By Kailey Fisicaro

The Bulletin

Enrollment at OSU-Cascades rose about 7 percent in fall 2017, and its number of first-year students jumped up slightly, too.

The university reported that enrollment at its Bend campus is 1,204 students, including 81 who are first-year students. By comparison, Oregon State University’s main campus in Corvallis grew by 0.4 percent.

Before the campus opened on SW Chandler Avenue in fall 2016, the university held classes at Central Oregon Community College. Last school year, the university’s first Bend campus, Oregon State University-Cascades, opened with 1,122 students, of whom 60 were first-year students — a lower than expected number.

This year is similar to the university’s first, with the great majority of the school’s students — 92 percent — coming from Oregon. Students from Central Oregon make up 67 percent of the university’s enrollees.

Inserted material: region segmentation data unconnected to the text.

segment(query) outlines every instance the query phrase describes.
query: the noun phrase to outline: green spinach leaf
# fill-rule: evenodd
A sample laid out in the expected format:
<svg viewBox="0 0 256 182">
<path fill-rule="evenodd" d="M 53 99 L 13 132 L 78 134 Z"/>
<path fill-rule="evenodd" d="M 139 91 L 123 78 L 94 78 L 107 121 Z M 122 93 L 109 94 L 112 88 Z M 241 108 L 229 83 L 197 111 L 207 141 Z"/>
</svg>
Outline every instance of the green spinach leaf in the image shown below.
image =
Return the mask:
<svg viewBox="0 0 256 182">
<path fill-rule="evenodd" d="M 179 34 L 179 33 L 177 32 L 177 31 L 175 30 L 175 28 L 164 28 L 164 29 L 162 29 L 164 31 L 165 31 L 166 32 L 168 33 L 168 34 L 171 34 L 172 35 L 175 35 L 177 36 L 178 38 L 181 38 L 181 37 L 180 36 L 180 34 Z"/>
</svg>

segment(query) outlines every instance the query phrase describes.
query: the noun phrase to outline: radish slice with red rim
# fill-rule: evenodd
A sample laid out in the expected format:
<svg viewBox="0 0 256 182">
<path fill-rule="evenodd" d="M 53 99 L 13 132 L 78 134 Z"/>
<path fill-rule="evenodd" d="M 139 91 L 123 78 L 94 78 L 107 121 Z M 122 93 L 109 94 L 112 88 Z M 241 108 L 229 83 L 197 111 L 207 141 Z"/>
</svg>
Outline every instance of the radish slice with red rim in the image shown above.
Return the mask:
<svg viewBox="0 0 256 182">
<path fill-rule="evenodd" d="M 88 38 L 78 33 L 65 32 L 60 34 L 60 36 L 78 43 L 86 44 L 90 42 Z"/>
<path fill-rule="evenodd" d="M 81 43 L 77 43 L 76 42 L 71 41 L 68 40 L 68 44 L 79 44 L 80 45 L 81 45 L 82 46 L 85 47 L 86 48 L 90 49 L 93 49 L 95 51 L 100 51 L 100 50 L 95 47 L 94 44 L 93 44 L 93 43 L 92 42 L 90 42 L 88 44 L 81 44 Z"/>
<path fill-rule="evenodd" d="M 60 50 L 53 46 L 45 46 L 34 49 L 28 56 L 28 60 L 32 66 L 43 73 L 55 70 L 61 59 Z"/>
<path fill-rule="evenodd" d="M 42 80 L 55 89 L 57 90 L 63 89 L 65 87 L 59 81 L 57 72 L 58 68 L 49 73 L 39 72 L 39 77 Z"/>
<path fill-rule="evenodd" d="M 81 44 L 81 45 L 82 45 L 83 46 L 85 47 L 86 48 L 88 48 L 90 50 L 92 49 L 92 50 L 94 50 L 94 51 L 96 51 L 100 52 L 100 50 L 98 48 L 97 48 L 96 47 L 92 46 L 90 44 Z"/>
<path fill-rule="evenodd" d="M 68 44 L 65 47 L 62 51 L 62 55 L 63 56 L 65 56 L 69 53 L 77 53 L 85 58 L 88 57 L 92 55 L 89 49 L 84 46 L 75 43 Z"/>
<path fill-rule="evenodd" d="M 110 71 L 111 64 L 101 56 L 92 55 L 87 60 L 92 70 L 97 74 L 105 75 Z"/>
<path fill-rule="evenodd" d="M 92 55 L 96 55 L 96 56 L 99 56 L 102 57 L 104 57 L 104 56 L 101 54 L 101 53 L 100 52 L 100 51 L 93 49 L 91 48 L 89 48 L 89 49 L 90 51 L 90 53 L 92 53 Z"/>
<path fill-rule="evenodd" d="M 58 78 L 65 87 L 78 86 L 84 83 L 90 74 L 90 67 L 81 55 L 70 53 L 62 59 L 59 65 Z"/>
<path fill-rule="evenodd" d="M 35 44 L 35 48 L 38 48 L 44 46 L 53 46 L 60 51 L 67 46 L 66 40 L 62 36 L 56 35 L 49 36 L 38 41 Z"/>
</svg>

The 8 percent not from Oregon come from 28 other states and seven countries.

Last fall, OSU-Cascades’ director of enrollment services said there were two likely causes for the lower-than-expected number of first-year students. First, the residence hall would not be open until the second semester, in January. And second, potential OSU-Cascades students may have taken advantage of Oregon Promise, a state grant launched in 2016 that helps pay tuition at the state’s community colleges.

This fall, an increase in first-year students may have been thanks to the residence hall being open.

School officials say OSU-Cascades is gaining traction.

The university has had a big percentage growth compared with other public universities, according to Communications Director Christine Coffin.

“We’re a very new campus and still building awareness around the state,” Coffin said, adding its new physical presence has made OSU-Cascades more tangible. “Our story is much more real than it has been in the past.”

Coffin said the Oregon Promise grant affected the number of first-year students OSU-Cascades saw this year, just like it has affected all public universities in Oregon.

“It’s wonderful for students, but it has affected the public universities growth for last year and this year,” Coffin said, adding Oregon State University in Corvallis is mostly trying to maintain its student population instead of grow because of its capacity.

But Coffin wouldn’t be surprised if some students who took advantage of Oregon Promise at Central Oregon Community College end up coming to OSU-Cascades.

“We’ll also hopefully see those students transition from the community college to a university,” she said. “It’s a bubble that’s coming through.”

The students who received Oregon Promise at the community college in Bend are highly exposed to OSU-Cascades and its degree offerings, Coffin pointed out, because the two schools have a tight relationship.